Out row, out last, out play
I asked Scott about this today but he wasn’t telling. And as I’ve never used a ruler to measure it, I can’t tell.
He’s lost 30 pounds so far on our strange little weight loss journey.
During most of this time, he’s been nursing an injury which first occurred in the winter time; he fell trying to get into a car at work and ripped or strained something in his leg. Needless to say, he’s been on and off at the gymnasty while I have toiled away there most days for three months.
I admit it’s frustrating; I strain and I sweat and I’ve only lost about ten pounds to his thirty — which pisses me off.
Everyone says, don’t worry, you’re building muscle, right?
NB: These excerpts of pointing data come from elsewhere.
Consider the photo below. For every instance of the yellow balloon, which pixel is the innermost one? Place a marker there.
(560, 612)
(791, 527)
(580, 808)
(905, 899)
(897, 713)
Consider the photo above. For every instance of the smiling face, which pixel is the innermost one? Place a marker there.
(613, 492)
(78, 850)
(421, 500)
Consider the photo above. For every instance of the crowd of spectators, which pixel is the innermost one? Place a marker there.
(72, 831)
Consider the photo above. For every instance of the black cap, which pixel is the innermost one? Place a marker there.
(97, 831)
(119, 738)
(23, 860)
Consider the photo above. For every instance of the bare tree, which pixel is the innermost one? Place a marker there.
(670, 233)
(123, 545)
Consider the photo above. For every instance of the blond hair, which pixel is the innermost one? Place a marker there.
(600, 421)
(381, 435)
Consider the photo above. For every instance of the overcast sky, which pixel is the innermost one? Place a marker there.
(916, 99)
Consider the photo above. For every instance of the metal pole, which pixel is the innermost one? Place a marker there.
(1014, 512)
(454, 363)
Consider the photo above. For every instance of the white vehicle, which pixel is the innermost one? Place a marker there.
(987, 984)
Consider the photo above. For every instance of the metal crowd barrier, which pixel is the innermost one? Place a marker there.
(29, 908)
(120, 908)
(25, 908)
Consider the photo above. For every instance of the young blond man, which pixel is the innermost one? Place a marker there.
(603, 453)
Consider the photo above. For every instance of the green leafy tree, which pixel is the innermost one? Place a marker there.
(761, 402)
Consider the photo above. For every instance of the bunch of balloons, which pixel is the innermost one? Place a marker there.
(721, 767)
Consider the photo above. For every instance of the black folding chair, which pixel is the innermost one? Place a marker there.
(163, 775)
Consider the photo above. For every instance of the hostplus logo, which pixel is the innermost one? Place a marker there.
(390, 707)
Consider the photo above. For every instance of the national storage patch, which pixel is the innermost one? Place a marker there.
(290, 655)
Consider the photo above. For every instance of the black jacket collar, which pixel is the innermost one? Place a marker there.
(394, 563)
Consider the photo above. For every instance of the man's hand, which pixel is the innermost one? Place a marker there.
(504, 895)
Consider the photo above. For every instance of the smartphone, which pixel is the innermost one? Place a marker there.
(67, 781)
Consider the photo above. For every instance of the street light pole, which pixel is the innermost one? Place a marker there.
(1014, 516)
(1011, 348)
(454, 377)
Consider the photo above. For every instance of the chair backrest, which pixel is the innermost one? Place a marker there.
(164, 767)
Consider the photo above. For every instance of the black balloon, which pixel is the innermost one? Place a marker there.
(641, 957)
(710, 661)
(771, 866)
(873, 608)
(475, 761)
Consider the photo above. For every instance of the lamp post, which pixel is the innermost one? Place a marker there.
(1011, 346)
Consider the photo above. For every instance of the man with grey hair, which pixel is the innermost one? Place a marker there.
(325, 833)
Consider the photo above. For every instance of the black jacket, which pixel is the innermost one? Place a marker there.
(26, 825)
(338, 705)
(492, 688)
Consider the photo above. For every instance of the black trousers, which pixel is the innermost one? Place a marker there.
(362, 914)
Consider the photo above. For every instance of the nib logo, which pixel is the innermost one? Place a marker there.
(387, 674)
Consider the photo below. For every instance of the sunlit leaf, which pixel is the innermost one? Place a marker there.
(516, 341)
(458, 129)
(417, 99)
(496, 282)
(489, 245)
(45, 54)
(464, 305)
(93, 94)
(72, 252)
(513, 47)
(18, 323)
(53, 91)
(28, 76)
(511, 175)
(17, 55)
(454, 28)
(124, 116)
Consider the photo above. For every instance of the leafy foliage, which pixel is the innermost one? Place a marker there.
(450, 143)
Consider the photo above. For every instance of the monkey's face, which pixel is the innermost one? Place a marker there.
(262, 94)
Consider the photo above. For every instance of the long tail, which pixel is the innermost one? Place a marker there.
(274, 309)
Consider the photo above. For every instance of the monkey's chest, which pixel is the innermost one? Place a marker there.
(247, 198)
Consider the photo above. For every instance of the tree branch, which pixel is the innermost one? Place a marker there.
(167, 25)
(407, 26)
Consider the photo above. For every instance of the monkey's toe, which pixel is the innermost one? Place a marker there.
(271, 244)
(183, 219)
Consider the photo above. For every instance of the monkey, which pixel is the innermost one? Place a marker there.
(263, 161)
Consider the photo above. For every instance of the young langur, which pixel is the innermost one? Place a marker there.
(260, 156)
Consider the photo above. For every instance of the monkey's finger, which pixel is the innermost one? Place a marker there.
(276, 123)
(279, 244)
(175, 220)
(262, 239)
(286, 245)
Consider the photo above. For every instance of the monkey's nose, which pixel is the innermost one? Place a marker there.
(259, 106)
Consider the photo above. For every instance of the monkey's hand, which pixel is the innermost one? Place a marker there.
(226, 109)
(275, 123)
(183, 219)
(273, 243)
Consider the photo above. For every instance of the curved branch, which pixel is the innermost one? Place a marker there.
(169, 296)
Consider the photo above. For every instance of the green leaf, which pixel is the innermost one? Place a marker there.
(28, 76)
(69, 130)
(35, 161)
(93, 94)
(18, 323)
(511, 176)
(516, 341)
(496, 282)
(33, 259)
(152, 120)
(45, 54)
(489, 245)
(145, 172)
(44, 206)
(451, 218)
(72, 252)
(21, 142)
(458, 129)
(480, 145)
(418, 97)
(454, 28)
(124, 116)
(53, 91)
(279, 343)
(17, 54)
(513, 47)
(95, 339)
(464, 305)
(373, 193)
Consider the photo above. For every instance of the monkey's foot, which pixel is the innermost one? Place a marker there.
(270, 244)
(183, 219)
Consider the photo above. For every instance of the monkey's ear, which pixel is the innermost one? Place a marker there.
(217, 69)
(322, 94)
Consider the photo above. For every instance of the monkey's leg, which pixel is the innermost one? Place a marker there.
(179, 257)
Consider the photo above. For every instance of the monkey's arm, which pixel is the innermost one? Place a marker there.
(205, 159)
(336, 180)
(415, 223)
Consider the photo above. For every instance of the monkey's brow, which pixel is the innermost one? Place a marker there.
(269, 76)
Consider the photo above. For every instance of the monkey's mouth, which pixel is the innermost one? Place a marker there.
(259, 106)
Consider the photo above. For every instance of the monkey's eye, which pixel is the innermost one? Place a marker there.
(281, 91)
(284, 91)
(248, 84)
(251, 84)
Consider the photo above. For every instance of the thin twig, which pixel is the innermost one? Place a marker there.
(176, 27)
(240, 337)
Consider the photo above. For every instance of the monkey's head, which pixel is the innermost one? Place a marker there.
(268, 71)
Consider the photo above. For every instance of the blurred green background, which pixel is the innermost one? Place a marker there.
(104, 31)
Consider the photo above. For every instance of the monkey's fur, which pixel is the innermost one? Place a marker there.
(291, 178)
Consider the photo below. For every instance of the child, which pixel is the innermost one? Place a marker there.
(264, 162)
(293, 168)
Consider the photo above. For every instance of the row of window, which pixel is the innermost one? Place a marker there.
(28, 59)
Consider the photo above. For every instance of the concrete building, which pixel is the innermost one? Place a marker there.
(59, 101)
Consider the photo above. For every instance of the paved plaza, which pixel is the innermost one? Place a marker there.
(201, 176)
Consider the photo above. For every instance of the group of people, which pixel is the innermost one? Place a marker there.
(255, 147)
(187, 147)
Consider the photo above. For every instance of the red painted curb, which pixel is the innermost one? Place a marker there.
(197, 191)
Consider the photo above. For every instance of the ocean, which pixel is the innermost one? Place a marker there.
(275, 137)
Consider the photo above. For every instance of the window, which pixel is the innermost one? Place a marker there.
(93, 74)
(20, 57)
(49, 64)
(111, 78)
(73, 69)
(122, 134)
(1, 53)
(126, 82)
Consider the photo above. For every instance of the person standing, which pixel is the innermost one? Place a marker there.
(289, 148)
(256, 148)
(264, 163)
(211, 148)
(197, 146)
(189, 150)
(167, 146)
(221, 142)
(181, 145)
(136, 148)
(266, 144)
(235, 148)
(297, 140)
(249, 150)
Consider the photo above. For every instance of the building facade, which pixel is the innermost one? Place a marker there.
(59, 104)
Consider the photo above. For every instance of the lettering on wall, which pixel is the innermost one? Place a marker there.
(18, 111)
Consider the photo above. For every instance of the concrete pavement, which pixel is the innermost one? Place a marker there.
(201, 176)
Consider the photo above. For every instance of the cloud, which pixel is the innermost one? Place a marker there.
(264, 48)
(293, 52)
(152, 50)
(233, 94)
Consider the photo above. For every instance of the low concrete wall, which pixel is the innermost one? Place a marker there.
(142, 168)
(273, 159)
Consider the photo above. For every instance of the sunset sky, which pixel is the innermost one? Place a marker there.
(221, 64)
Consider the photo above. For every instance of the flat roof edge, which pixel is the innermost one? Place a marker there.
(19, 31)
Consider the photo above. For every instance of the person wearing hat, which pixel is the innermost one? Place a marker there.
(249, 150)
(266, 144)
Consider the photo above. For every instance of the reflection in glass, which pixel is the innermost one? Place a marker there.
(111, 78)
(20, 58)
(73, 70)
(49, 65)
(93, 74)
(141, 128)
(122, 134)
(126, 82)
But I want one of those Dr. Oz guarantees. I want Dr. Oz to tell me for every year I exercise, I’ll gain a year of life.
That would be enough at this point.
I have lost inches during this journey. Most of my large men’s t-shirts now look like dresses, so that’s encouraging.
Mostly, I feel much better, not like the 55-year-old I’m going to be in two weeks time. I actually feel like I’m about 35.
Thanks to these work outs, I no longer suffer from panic disorder. I have a clear head and less stiffness in my joints (except for the damned foot which I still can’t walk on). I have a better outlook, I’m less tired and I’m much happier than I’ve been in a decade.
I also drink a lot less and I am more conscious of what I eat.
But here’s what I love the most.
When I get on the rowing machine, I watch a parade of other fitness freaks who pile on the other ones and do about five minutes, fifteen minutes tops, and then they get off. Most of these rowers are guys who are as young as my two sons and they can barely do a quarter of my workout. Today, I watched a guy, a really fit young guy, who was huffing and puffing at the same stroke rate as me. He was off the machine and into the weight room in twenty minutes.
Meanwhile, Rosie the Rowster was still pumping along, sweating profusely, but not out of breath for twenty minutes longer than his sorry ass.
That does this middle-aged girl good.
I may be getting old, but I’m still as competitive as ever.
I am the gym survivor: out row, out last, out play.